The British were still flying the Spitfire, the Germans were still flying the Me-109, and the USA was still flying the Flying Fortress and the P-39. But in each case the plane was quite substantially upgraded. The Zeros being flown in 1945 were much more capable than the ones in 1939.

Really, the Japanese couldn’t have won the war if they had somehow come up with a thousand P-51s. Far too much was stacked against them.

The Germans did send them some (disassembled) examples of the Me-109 and FW-190, but the Japanese either weren’t capable of or weren’t interested in building them via license.

The japanese fought ferociously, doggedly, magnificiently. Paper tigers they were not individually. I however posit than in such an industrial war equal numbers were never the same as equal opponents. The IJN and friends were essentially doomed by time scale once America decided to get their dick into gear.

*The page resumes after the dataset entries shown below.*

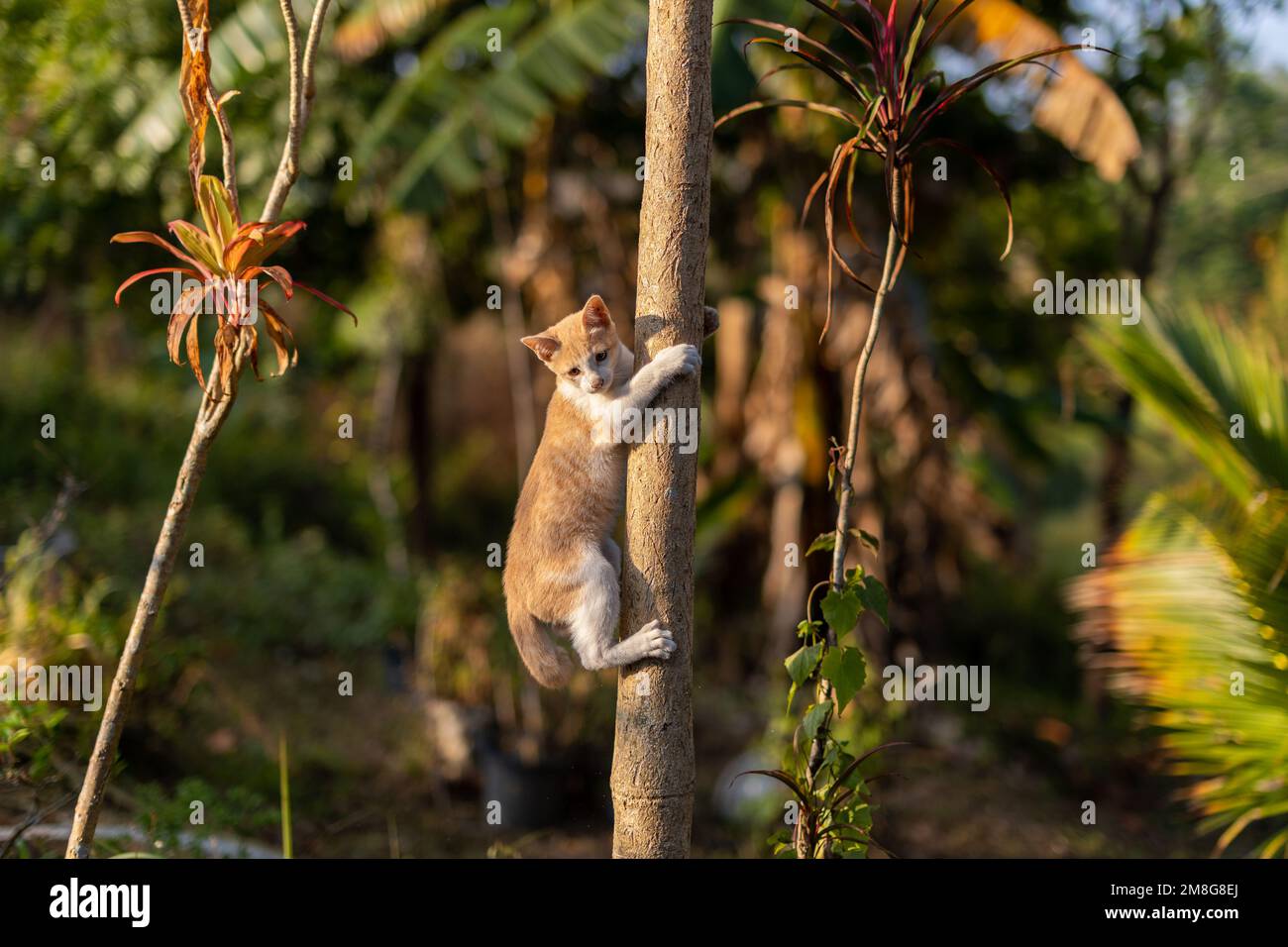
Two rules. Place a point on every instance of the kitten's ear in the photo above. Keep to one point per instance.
(544, 346)
(593, 315)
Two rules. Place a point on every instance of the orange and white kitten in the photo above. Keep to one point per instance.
(562, 565)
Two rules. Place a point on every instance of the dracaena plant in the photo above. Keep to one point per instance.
(227, 257)
(887, 97)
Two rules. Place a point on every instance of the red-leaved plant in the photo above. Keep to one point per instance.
(226, 256)
(892, 98)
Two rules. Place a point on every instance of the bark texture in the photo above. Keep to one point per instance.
(210, 419)
(653, 775)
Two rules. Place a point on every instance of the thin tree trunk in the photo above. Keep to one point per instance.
(210, 419)
(653, 775)
(851, 445)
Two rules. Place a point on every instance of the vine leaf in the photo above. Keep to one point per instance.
(876, 598)
(800, 667)
(846, 671)
(814, 718)
(841, 609)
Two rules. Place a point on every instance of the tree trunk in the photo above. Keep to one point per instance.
(210, 418)
(652, 776)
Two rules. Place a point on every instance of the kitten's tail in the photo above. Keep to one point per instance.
(548, 663)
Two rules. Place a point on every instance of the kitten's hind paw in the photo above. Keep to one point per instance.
(709, 320)
(656, 641)
(679, 360)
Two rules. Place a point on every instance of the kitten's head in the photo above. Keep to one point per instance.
(581, 348)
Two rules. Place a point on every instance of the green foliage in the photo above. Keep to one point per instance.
(468, 99)
(166, 815)
(832, 817)
(1193, 596)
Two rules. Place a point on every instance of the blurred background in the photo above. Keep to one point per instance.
(518, 169)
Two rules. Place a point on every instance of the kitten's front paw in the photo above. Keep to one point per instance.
(658, 642)
(675, 361)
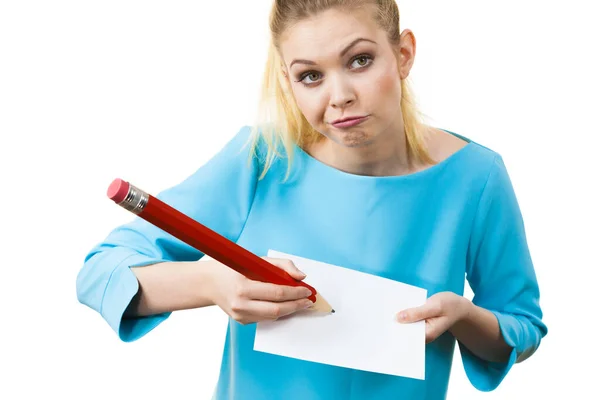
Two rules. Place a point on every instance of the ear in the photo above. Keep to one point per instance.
(406, 51)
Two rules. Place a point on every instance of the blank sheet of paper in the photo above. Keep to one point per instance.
(362, 333)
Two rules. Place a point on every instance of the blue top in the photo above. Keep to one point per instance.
(431, 229)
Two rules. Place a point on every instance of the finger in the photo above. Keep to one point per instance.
(288, 266)
(261, 310)
(255, 290)
(430, 309)
(435, 327)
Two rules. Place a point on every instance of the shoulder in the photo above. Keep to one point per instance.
(477, 165)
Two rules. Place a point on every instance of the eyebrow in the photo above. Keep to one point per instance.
(346, 49)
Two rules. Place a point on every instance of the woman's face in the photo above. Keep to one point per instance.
(341, 65)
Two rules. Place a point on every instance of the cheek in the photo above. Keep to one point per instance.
(310, 105)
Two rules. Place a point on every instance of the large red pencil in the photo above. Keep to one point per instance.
(204, 239)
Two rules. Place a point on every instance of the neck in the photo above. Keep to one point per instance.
(386, 155)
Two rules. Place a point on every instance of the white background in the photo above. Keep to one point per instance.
(148, 91)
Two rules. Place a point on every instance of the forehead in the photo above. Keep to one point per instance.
(326, 34)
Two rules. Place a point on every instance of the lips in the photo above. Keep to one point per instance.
(349, 122)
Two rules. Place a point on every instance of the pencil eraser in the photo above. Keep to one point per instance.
(117, 191)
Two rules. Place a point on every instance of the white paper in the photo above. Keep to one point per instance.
(363, 332)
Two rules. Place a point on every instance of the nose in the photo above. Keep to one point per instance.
(342, 94)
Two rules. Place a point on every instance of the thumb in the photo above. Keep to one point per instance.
(288, 266)
(416, 314)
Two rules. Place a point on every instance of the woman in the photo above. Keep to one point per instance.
(340, 170)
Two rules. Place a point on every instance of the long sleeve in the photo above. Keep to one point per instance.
(501, 274)
(219, 195)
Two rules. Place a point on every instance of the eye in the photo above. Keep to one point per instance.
(363, 60)
(312, 74)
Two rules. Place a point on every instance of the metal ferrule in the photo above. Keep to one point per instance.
(135, 201)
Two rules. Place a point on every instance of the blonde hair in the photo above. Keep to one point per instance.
(280, 123)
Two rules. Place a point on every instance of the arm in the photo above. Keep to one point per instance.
(219, 195)
(170, 286)
(500, 271)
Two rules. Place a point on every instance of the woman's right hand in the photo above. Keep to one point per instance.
(248, 301)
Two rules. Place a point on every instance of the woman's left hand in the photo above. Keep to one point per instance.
(440, 312)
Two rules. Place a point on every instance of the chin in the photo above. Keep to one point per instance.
(351, 138)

WEll, the IJN certainly had a quality control problem. The last aircraft carrier the launched (thge Shinano) was torpedoed by a S submarine. Becuase watertight dors were not working, gasoline fumes spread through the ship, reslting in a tremendous explosion. the ship sank in 30 minutes.
Not even rudimentary damage control procedures were employed.

Nitpick: while you’re right about poor design (particularly the location of the avgas tanks) and abysmal damage control, the carrier in question was the Taiho. The Shinano hadn’t even completed fitting-out — many of the watertight doors hadn’t been installed — but it was decided to move her to a location that was safer from air attack. She was torpedoed en route.

One critical difference between the two navies seems to have been that while in the USN the entire crew was trained in at least the basics of damage control, in the IJN it was the responsibility of specialists. At Midway, the initial blasts wiped out most of the damage control teams, making the loss of the carries pretty much a foregone conclusion.

(The fact that bombs and torpedoes from multiple armament switchovers involving the second Midway strike force were left on deck rather than being returned to the magazines certainly didn’t help matters . . .)

it certainly was not. at some points during the long slogging match at guadalcanal, the US navy sometimes ended up with just 1 operational carrier west of hawaii.

And at times the Enterprise being operational was only true in the “for some values of . . .” sense. For example, after she was patched together after Santa Cruz, they didn’t dare lower the forward elevator because nobody was sure whether they could raise it again. This put a sizable crimp in its ability to switch between launch and recovery.